$$\frac{2}{2} + \frac{2\cdot 5}{2\cdot 9} + \frac{2\cdot 5\cdot 10}{2\cdot 9\cdot 28} + \cdots + \frac{2\cdot 5\cdot 10 \cdots (n^2+1)}{2\cdot 9\cdot 28\cdots (n^3+1)}\tag1$$
For this series $(1)$, how would one go about applying the comparison test to check for convergence or divergence?

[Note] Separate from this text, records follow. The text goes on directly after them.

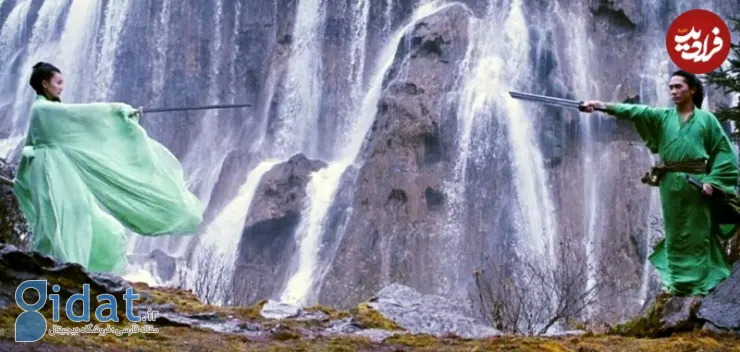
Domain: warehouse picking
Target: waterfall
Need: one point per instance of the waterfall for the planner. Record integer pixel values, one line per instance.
(653, 230)
(483, 68)
(159, 62)
(39, 49)
(577, 49)
(299, 111)
(205, 156)
(11, 39)
(324, 183)
(115, 17)
(212, 264)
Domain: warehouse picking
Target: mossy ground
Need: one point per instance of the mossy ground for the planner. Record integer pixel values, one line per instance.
(289, 337)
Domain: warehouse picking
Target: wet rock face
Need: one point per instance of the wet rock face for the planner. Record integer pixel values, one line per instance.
(267, 241)
(13, 226)
(397, 193)
(721, 308)
(17, 266)
(427, 314)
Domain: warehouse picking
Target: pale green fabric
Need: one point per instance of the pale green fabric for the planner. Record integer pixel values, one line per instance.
(88, 170)
(690, 259)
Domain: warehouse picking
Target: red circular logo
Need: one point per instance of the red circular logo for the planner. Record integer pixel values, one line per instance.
(698, 41)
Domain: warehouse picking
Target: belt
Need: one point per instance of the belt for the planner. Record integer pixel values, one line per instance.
(653, 177)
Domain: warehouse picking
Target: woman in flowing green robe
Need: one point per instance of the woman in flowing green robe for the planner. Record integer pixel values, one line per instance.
(87, 171)
(690, 259)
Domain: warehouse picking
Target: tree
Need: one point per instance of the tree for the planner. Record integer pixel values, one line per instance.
(728, 80)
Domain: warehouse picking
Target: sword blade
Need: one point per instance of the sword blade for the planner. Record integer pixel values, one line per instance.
(204, 107)
(545, 99)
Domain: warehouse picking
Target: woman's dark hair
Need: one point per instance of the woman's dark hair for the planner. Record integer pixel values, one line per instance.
(42, 71)
(695, 83)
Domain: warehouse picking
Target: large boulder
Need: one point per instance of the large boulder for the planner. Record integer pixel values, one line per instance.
(397, 195)
(721, 308)
(267, 241)
(13, 226)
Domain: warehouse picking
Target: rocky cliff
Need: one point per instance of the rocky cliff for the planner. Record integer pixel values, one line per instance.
(397, 318)
(451, 178)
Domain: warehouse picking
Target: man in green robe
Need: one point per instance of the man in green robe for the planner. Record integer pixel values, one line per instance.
(88, 170)
(690, 141)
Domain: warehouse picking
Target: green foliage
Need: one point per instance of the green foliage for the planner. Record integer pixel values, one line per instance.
(728, 81)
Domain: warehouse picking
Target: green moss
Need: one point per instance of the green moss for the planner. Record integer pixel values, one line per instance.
(646, 325)
(332, 313)
(412, 340)
(372, 319)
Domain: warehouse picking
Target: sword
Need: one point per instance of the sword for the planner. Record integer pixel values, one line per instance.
(553, 101)
(204, 107)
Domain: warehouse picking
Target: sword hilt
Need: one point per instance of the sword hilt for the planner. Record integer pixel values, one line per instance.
(596, 108)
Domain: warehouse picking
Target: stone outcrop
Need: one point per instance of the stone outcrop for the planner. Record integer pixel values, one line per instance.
(718, 311)
(397, 318)
(398, 196)
(267, 241)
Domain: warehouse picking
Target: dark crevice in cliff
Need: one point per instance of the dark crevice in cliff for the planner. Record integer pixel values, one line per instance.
(614, 14)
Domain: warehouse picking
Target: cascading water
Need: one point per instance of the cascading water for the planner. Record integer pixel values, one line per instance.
(205, 156)
(483, 68)
(578, 50)
(212, 263)
(324, 183)
(114, 20)
(299, 110)
(653, 230)
(39, 49)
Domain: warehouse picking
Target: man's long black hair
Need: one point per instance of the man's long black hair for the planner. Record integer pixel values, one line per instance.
(693, 81)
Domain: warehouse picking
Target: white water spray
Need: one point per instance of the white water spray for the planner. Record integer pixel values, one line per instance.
(299, 111)
(325, 183)
(214, 259)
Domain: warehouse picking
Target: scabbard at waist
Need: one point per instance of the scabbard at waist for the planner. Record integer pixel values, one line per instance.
(657, 172)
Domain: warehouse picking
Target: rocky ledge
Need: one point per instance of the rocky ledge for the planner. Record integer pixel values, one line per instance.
(396, 319)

The general term of the series, $a_n$ is given by
$$a_n=\prod_{k=1}^n\frac{(k^2+1)}{(k^3+1)}$$
Then, we see that
$$\frac{a_{n+1}}{a_n}=\frac{(n+1)^2+1}{(n+1)^3+1}\to 0\implies \text{the series converges}$$
For $n\ge 3$ we get $$\frac{n^2+1}{n^3+1}<\frac{n^2+1}{n^3}=\frac1n+\frac1{n^3}\le\frac13+\frac1{27}=\frac4{27}<\frac12$$ Then $$\sum_{k=1}^n\prod_{j=1}^k\frac{j^2+1}{j^3+1}<1+\frac{5}{9}+\sum_{k=3}^n\frac59\left(\frac12\right)^{k-2}$$
So, by comparison test, we get that the given series converges.